I'm telling you now, say nothing to disturb the people training you. And I don't want quibbling about what I mean by disturbed, I'm sure you're quite aware what subjects should be avoided. Do you hear me?"

"There's a cycle of twenty-seven songs you'll have to learn within the next two weeks. That instrument of yours isn't suitable, we'll provide one, the Paleka Kitskew." His streaky eyes flicked to Miowee at the squeak startled out of her, shifted back to Shadith. "The Gospah Ayawit has consented to its use. It's a stringed instrument like the one you were given in the infirmary, only bigger. I've been told the fingerings aren't complicated and shouldn't present any great problems to a musician of your ability." Once again he turned to Miowee. "You know the songs, you'll play with the Singer, rehearse her until she does them properly." He examined the streetsinger's frozen face, bared his teeth in a grin as much a threat as any of the Ciocan's, though he lacked the Dyslaeror's tearing fangs. "You have a daughter. Yes. We found her. You didn't expect that, did you? No. But what's a little betrayal beside your treachery, traitor? The Singer's misdeeds will be punished on your flesh, yours will be punished on your daughter's." He reached up his left sleeve, withdrew a flat photo, took it by a corner, and skimmed it at Miowee.

She caught it, sat gazing down at it, her face expressionless. Shadtih got to her feet and went to look over the streetsinger's shoulder at the picture.

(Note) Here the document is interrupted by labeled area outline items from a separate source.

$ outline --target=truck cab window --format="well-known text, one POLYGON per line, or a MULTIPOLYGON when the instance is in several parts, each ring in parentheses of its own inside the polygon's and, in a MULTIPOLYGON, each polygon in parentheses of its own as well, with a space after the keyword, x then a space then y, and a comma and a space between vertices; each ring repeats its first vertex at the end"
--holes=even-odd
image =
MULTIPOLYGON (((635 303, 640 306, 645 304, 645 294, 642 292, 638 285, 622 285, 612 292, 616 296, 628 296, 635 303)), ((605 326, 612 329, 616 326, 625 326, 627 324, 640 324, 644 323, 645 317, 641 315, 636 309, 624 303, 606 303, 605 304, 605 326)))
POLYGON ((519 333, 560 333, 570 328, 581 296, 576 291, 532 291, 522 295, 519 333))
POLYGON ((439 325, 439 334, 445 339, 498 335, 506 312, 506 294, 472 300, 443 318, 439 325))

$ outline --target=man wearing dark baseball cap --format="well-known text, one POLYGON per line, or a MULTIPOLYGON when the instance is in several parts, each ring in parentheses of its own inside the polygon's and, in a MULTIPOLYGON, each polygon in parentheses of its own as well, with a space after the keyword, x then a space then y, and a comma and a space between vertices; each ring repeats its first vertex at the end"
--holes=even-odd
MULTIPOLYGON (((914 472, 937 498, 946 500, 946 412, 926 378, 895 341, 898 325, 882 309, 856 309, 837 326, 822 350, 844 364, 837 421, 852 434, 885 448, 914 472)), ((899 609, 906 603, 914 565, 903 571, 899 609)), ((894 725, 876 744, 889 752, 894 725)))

The daughter was a pretty child, seven, perhaps eight, with her mother's coarse black hair and intensely blue eyes; the way she was scowling from the print, she also shared her mother's temperament. Shadith could see almost nothing of the room the child was in, it was a featureless out-offocus blur. Deliberately so, she thought. Though she knew Miowee wouldn't welcome her sympathy, she closed her hand on the singer's shoulder, just to let her know she was there if she was needed. She looked up, met Makwahkik's streaky gaze. Oh, you miserable buuk! You and Ginny deserve each other, If there's ANY way I can make you hurt, I'll leap at it.

The Nish'mok got to his feet. "Exquisite little creature, hard to believe she's yours. It'd be a sad thing to scar that delicate skin. Perhaps we wouldn't have to, I know a certain person here in Iril who'd find her enchanting. For a while, at least." When he reached the door, he turned. "Singer, your training begins this day, the first hour after noon. The two of you will be escorted to the Kisa Misthakan where you'll be measured for your robes, then taken to the Choirmaster and the Paleka Kitskew. Be diligent, Singer, or your companion will suffer for it."

"I want my harp."

"I don't like the tone of your voice, Singer. Must I already have your surrogate punished?"

"Don't be a bigger fool than you were born to be. Push me too hard and I say hell with it, find yourself another Avatar."

"Push me too hard and I might."

Shadith shrugged. "My pleasure. I hereby resign."

"cipapiu,

"Yes, Makwahkik Sa-pe." A slight man with dead eyes moved around the Nish'mok and crossed to Shadith; he put his gun to her head and waited for the order to shoot.

"There's only one way to resign, Singer. Say the word and,the thing is done."

"I've a feeling I'd make one hell of a mess out of your plans if I said yes; wouldn't do my plans much good either… hnun… alive is marginally better than dead. I'll be polite in public, in private's another thing altogether. That enough?"

"Now that you've got that out of you, shall we proceed?"

"My harp."

"No. I don't want you wasting your time with it."

"I won't waste time with it, but I want it."

"I'll consider it. After today's session is finished. Be diligent, Singer and you'll get your reward."